Bulgaria attacks EU over crisis

Simeon Djankov
Image caption Mr Djankov believes Bulgaria's austerity measures stand it in good stead

Bulgaria's finance minister has hit out at European institutions which failed to prevent the eurozone crisis.

Simeon Djankov told the BBC that he had been involved in talks to build new supervisory bodies.

But he said no one had "dared to ask what happened to the current institutions".

However, Mr Djankov made it clear that Bulgaria, which joined the European Union in 2007, still wanted to join the euro.

'Not bothered'

"Once you design a new currency you need the institutions to go with it and the recent troubles showed we don't have the institutions," he told BBC World Service's Business Daily.

And he added that the current approach of setting up more supervisory bodies for banks, insurance firms and other sectors was missing the point.

"Nobody is daring to ask what happened to the current institutions," Mr Djankov said, accusing the European Commission and the European Central Bank of not being rigorous enough in monitoring the economies of eurozone countries.

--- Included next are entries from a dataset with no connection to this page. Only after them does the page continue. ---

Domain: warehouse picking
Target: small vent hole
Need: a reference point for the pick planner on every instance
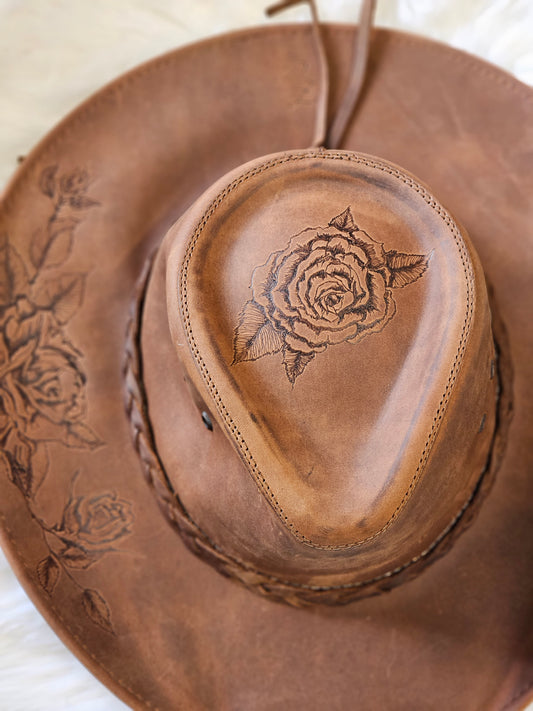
(207, 421)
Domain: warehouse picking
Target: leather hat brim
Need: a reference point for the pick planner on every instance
(79, 523)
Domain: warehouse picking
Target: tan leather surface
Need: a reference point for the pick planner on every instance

He also criticised Eurostat, the official statistics body at the EU, saying: "Didn't they know about Greece's problems, the Irish problems? They seem to not have bothered doing as much analysis as they should."

"The institutions themselves need some health checks and then some changes."

Fiscal responsibility

The future of the eurozone has been questioned after the Irish Republic became the second eurozone member after Greece to seek a bail-out.

And some analysts say the debt crisis could worsen and spread to other members, putting the euro at risk.

But Mr Djankov said he believed his country would be a benefit to the eurozone, if it is allowed to join.

"After we've seen all the recent troubles of the eurozone, they may need some fiscally responsible members and Bulgaria will be one," he said.

"The more votes they have for more fiscally conservative policies, the better for the eurozone. Currently it does not sound like this is a very fiscally responsible club and it could benefit from new members."

The comments come a day after the governor of Iceland's central bank, Mar Gudmandsson, told the BBC that joining the euro could still be a "good option", despite the debt crisis.

'No pain, no gain'

Image caption Spending cuts across society have angered many Bulgarians

Bulgaria has the smallest budget deficit among the 27 members of the EU - though the recession has hit public finances and the government expects its 2010 deficit to expand to 4.6% of GDP.

It is also the second poorest nation in the bloc behind Romania - something that Mr Djankov said was partly because of its position when it entered the EU but also because of austere government.

In recent weeks there have been protests on the streets of the capital Sofia over cuts to spending on education and overhauls of the health service.

"We said we were going to be different (from other countries), and tighten our belts," Mr Djankov said.

We knew it was going to be difficult for a couple of years, but so far this path has proven to be the right path.

"No pain, no gain is a good proverb. We have gone through some pain but the belief in the government has not fallen too much and we still have a lot of support.

"People see what's happening in Europe overall, especially with some of our neighbours and certainly we want to escape that."